Hoje, assim que me levantei, recebi um
telefonema de Jorge Gaillard Nogueira.
Tive, assim, dada por este nosso confrade, a
notícia infausta de que falecera Cruzeiro Seixas (Artur Manuel do Cruzeiro
Seixas). Estava à beira de cumprir 100 anos e, por esse motivo, a revista A
IDEIA (dirigida por António Cândido Franco, já programada e preparada para
Dezembro) ser-lhe-á inteiramente dedicada. Agora, infelizmente, já como celebração
póstuma.
Em evocação deste confrade e amigo de muitos
anos, aqui dou a lume o texto que a seu tempo me fora solicitado pelo seu
director e sairá pois ali.
Evohé, caríssimo mano Artur!
*
SOBRE CRUZEIRO SEIXAS
Em 2018 Cruzeiro Seixas enviou-me duas
cartas.
Uma delas agradecendo com fraternal pormenor
o envio que lhe fizera de livros meus. A
outra, que carreava a oferta de um seu catálogo-livro, era mais extensa e nela
se alongava em reflexões de índole pessoal norteadas por uma comovente
humildade de verdadeiro fabro, de hacedor
sem jaça, sem prosápia (como a que enroupa certos cavalheiros de mão
romba que se creem irmãos de predestinados pelas deusas da paleta) – ele que é
indiscutivelmente entre nós um dos melhores desenhadores deste tempo, senhor de
uma imaginação transbordante e fecunda que lhe permitiu navegar, como diria
Péret, “sem norte e sem estrela através
das tempestades, rumo aos areais rumorejantes de ágatas onde brilha o olhar
provocante das opalas”.
Elas trouxeram-me de pronto à recordação uma
certa tarde, cerca de 50 anos antes, em que o conheci, nos conhecemos, numa
galeria de pintura, no decorrer da inauguração de uma mostra de um autor que já
não lembro quem teria sido.
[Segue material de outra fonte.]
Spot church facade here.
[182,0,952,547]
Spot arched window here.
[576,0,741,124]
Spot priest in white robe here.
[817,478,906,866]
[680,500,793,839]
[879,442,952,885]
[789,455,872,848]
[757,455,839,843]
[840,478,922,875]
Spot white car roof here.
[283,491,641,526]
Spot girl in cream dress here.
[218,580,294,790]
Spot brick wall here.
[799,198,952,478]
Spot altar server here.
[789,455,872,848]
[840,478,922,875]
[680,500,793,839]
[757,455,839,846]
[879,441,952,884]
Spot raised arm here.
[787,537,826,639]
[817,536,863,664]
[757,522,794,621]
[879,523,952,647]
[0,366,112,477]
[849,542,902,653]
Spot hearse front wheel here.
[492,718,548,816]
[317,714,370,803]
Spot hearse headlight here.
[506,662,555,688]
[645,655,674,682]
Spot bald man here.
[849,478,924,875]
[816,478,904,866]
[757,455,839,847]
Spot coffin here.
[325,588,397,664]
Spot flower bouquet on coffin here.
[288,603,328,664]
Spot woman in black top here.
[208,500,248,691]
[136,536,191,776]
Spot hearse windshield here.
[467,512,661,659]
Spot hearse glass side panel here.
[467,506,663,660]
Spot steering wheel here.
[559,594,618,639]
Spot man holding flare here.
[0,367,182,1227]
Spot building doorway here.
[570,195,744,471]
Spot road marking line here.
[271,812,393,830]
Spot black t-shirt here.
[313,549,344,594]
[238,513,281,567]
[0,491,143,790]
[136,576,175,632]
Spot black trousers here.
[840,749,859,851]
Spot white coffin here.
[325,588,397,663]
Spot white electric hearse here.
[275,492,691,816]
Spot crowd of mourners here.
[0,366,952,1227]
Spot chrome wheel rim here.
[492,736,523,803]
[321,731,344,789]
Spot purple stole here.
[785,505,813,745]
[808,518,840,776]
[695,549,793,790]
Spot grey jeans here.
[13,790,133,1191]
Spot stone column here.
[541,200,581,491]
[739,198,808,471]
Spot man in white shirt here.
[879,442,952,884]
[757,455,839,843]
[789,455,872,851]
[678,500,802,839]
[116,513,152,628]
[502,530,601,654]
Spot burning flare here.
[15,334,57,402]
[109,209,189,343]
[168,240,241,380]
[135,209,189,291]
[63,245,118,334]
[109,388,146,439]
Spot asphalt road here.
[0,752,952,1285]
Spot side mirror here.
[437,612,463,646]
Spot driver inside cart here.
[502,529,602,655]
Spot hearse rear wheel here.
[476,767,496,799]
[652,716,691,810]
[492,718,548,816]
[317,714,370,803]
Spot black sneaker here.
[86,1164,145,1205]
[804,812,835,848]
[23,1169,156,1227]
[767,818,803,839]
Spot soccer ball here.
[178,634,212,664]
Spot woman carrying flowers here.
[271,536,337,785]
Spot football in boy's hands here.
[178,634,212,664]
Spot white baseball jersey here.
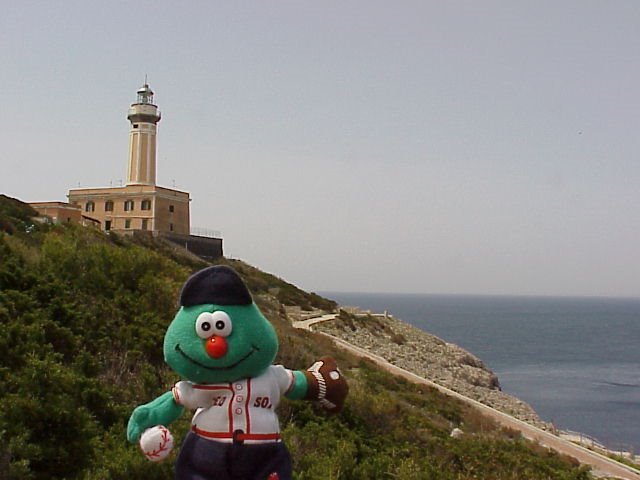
[172,365,295,443]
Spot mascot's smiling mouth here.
[175,343,260,370]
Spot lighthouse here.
[36,82,222,259]
[127,81,160,185]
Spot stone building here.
[67,83,191,235]
[30,82,222,259]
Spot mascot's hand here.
[304,357,349,414]
[127,405,155,443]
[127,392,184,443]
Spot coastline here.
[314,307,555,432]
[287,306,640,472]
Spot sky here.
[0,0,640,297]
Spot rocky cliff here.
[313,310,552,430]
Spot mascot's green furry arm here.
[127,266,348,480]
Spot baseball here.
[140,425,173,462]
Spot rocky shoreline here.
[304,309,553,431]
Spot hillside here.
[0,197,592,480]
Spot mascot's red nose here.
[204,335,229,358]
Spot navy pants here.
[175,432,291,480]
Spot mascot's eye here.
[211,311,233,337]
[196,311,233,339]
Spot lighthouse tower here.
[127,82,160,185]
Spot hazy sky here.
[0,0,640,296]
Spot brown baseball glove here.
[304,357,349,414]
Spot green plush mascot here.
[127,266,348,480]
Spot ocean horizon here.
[320,292,640,452]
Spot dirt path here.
[293,314,640,480]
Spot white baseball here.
[140,425,173,462]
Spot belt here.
[191,425,281,443]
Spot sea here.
[322,292,640,454]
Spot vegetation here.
[0,197,592,480]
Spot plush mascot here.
[127,266,348,480]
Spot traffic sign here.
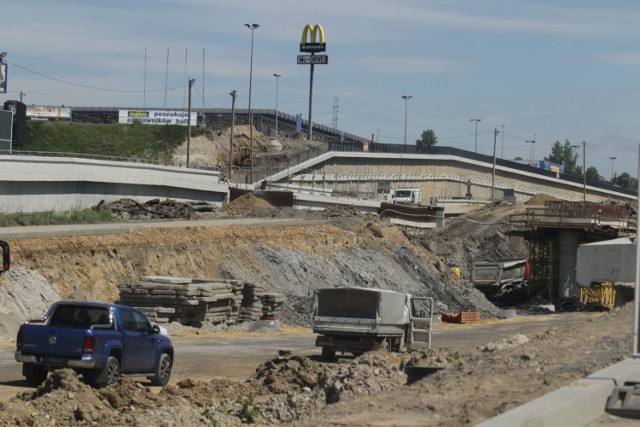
[298,55,329,65]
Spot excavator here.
[0,240,11,275]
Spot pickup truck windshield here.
[49,304,110,328]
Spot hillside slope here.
[0,202,524,336]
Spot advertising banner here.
[27,105,71,120]
[118,110,198,126]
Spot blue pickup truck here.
[15,301,173,387]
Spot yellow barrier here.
[580,282,616,307]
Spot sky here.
[0,0,640,179]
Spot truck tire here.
[322,347,336,362]
[22,363,49,386]
[93,356,120,388]
[151,353,173,386]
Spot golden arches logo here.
[300,24,327,53]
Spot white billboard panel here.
[27,105,71,119]
[118,110,198,126]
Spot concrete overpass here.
[0,144,636,214]
[266,150,636,204]
[0,155,229,213]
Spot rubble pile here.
[118,276,284,327]
[92,199,215,220]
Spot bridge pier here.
[558,229,582,298]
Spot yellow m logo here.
[300,24,324,44]
[300,24,327,53]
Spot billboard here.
[0,110,13,154]
[0,59,7,93]
[118,110,198,126]
[27,105,71,120]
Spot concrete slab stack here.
[118,276,284,327]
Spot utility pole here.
[187,79,196,167]
[228,89,238,180]
[491,128,500,203]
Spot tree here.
[416,129,438,147]
[544,139,580,176]
[587,166,605,183]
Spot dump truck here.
[471,259,531,294]
[312,287,433,360]
[391,188,422,206]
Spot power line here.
[4,60,186,93]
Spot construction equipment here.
[313,287,433,360]
[391,188,422,206]
[0,240,11,274]
[216,147,251,167]
[471,259,531,291]
[233,147,251,166]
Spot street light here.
[273,73,282,138]
[402,95,413,145]
[571,145,580,176]
[469,119,482,153]
[525,133,536,165]
[609,157,617,183]
[244,24,260,183]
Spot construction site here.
[0,131,636,426]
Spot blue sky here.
[0,0,640,179]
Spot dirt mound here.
[525,193,560,206]
[0,265,61,341]
[222,193,273,216]
[91,199,216,220]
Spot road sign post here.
[298,24,329,141]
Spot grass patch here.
[0,209,116,227]
[20,120,193,161]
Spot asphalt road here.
[0,313,599,402]
[0,217,326,240]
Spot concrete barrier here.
[0,155,229,213]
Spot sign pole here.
[631,145,640,358]
[309,61,314,141]
[298,24,329,141]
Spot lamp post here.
[469,119,482,153]
[273,73,282,138]
[402,95,413,145]
[609,157,617,184]
[565,145,580,176]
[244,24,260,183]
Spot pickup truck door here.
[120,309,157,373]
[408,297,433,350]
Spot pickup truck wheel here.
[93,356,120,388]
[151,353,173,386]
[22,363,49,386]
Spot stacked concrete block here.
[118,276,284,327]
[260,293,285,319]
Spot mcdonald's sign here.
[300,24,327,53]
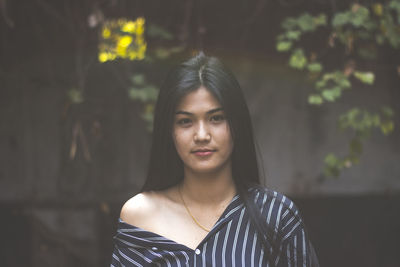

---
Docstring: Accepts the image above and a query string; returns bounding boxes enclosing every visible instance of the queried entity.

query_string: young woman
[111,53,318,267]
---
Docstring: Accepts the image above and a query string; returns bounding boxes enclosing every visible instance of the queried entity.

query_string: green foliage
[289,49,307,69]
[276,0,400,179]
[354,71,375,84]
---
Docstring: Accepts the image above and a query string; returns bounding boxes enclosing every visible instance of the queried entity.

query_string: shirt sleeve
[110,245,122,267]
[277,200,319,267]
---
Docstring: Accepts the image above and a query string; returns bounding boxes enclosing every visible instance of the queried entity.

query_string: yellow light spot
[118,35,132,47]
[122,21,136,33]
[99,52,108,62]
[102,27,111,39]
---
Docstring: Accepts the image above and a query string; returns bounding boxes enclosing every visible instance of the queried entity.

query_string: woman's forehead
[175,86,221,113]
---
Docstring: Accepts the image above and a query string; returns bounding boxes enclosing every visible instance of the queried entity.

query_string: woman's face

O que não esqueci, ao ser-me apresentado por um
colega de veraneio, foi a sua figura de fino recorte: um senhor esbelto de
indumentária em cinzento claro, camisa azul marinho, cabelo grisalho acentuando
uma delicadeza bem espalhada nuns olhos perscrutadores e abertos numa espécie
de sonhadora atenção.
Conversámos seu bocado e, sem me lembrar de
muitos pormenores, apenas guardei que faláramos de surrealismo, de pintura e de
como e porque razão me encontrava eu ali.
E estivemos algumas décadas sem contactarmos
de novo. Embora eu fosse tendo, como ele decerto em relação a mim, notícias do
seu trajecto, da sua demanda, ele que com Mário Cesariny e António Maria Lisboa
– Pedro Oom era de uma outra dimensão, ainda que paralela – constituíam a
trilogia que, no surrealismo em português, sentia que estava mais perto da
minha própria caminhada.
Notícias essas dadas ora por um filho meu,
ora por um comum amigo, ora pelos periódicos que até mim chegavam.
Ora bem: tempos atrás escrevi eu que o
Surrealismo tem, nos últimos anos, estado a ser objecto de uma nova e forte
atenção de ensaístas, de críticos e investigadores da escrita e da arte em
geral. Isso é claramente perceptível e, diga-se mesmo, perfeitamente
entendível, uma vez que ele nunca se propôs – fosse nos seus reais praticantes
fosse nas suas obras vivas – ser um elemento passageiro ou um modo particular
dependente de características momentâneas de moda ou de enfoque.
Cruzeiro Seixas e Isabel Meyrelles, dois dos
primeiros cultores do surrealismo entre nós e felizmente ainda vivos, são duas
figuras fundamentais dele e nele presentes.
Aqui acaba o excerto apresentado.